120. It follows that I am satisfied that it has been clearly proved that these claims amount to an abuse of the process of the court. In the words of Lord Bingham in Barker, they amount to “a use of the court process for a purpose or in a way which is significantly different from the ordinary and proper use of the court process”.
The case has a number of lessons or practice points for the interested lawyer, contemplating large scale environmental litigation. The first point is that there is no benefit to be derived from coming late to the party. Once litigation had been embarked upon in Brazil, and was at an advanced stage, the rationale for starting another tranche of litigation in England and Wales was undermined, fatally so, in this case. Ideally a law firm wants to have sole control of the litigation, but at the very least there must be only one set of proceedings.
The second point, is, as per the Mau Mau case I have discussed elsewhere on this blog, the practical problems of running international litigation cannot be underestimated. Leaving aside the issue of abuse of process, the judgment notes that an extraordinary figure of tens of thousands of claimants, having signed up to the action, had actually changed their minds or otherwise parted company with their legal representatives. There can be little doubt that the geographical disconnect will have played a part in this, as well as the difficulties of communicating with clients who will have no grasp of English.
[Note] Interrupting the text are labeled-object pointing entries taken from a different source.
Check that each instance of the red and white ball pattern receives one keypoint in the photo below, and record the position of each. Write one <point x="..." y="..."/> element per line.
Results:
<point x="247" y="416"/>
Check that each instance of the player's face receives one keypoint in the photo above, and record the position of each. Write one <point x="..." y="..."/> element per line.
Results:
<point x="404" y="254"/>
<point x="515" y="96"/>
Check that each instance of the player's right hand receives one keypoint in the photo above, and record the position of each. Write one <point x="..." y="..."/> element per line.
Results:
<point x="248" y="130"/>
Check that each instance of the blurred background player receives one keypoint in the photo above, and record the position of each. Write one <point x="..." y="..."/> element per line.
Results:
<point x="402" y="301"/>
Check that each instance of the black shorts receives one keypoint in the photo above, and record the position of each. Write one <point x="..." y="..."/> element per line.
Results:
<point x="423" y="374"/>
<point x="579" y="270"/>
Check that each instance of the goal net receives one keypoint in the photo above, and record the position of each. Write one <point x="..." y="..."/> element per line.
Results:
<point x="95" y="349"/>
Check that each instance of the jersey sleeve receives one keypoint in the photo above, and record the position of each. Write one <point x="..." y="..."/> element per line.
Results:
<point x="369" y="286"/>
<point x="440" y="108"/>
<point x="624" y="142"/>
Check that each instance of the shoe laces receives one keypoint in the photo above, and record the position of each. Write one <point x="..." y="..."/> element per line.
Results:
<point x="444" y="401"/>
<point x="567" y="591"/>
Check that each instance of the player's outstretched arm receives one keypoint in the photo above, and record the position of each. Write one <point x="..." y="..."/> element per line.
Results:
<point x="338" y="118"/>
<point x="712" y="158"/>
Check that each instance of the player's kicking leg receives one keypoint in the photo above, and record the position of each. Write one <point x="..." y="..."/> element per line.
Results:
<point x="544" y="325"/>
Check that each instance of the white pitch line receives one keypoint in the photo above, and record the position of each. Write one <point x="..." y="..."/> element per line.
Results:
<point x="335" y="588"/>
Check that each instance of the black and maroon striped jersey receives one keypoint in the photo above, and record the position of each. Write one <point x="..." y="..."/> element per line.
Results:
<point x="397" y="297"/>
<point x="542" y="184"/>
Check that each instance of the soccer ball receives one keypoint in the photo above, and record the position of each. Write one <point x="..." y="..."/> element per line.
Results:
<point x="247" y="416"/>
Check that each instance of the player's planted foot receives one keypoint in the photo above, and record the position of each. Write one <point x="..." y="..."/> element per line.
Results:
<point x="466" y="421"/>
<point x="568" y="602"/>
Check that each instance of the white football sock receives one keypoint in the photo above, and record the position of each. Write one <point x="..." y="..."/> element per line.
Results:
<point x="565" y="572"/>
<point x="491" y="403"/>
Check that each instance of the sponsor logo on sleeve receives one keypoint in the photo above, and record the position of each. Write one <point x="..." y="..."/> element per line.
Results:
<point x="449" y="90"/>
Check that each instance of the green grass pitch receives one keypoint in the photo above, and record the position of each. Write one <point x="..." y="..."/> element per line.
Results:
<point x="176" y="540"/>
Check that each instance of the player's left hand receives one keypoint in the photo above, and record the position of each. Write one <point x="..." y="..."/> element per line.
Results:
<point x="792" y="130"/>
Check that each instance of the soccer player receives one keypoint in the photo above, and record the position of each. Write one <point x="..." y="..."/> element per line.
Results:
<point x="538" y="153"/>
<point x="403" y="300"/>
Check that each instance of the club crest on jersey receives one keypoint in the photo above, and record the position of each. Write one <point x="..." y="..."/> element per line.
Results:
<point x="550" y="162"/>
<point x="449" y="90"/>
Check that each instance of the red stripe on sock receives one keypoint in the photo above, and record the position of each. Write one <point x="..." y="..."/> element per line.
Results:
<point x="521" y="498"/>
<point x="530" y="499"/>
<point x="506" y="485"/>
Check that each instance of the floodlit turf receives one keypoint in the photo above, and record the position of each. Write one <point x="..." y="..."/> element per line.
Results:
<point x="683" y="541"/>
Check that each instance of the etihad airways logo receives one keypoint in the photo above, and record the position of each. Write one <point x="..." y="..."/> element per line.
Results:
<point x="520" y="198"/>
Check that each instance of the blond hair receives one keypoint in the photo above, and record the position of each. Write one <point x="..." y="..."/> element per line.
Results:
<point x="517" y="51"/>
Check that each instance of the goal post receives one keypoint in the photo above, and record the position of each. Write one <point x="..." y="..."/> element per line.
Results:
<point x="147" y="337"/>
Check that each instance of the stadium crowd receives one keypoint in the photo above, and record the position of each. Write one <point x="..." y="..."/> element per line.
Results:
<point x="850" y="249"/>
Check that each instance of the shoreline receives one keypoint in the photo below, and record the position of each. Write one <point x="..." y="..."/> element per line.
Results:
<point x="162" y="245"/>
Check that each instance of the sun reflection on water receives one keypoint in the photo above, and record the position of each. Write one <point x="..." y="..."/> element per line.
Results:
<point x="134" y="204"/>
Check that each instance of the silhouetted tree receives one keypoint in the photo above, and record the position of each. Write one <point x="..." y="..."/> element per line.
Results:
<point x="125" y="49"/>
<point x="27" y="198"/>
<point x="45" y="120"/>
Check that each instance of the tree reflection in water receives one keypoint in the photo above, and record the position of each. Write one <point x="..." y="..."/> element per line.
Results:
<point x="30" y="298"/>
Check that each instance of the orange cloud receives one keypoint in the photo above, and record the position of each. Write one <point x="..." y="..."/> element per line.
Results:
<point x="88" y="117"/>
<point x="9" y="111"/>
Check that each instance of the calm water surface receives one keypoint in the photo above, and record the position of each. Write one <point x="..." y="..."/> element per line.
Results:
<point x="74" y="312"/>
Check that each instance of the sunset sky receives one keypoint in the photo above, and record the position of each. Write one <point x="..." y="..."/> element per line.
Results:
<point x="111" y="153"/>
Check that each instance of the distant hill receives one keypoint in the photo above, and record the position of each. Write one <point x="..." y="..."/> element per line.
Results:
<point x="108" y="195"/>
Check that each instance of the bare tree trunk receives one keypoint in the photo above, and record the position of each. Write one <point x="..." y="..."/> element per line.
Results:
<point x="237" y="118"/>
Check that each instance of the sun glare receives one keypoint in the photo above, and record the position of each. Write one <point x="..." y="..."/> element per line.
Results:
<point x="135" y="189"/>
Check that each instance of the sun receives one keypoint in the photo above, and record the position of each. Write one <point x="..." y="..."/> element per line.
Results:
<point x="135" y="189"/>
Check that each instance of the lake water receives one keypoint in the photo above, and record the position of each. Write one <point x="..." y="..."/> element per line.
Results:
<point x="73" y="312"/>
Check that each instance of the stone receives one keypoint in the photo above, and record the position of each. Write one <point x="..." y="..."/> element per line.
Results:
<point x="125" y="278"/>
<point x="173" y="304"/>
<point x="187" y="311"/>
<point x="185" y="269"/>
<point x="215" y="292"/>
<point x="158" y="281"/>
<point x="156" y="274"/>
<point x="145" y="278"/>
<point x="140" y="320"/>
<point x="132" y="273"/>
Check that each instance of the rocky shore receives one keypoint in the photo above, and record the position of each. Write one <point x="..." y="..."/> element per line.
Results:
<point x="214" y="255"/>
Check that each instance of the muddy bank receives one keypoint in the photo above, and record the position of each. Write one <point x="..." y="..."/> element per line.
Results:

The final point however, is to note the fatal lure of this case was its potential profitability, which goes a long way to explain the vigour with which it was prosecuted. The damages would have run into billions of pounds. The claimant’s lawyers were reported as having a 30% stake in that sum, as their share for their fees. When the case was struck out, the defendant’s own costs exceeded £16 million, and an interim payment of £8 million was ordered. There is no more bitter exercise in life, than considering what might have been.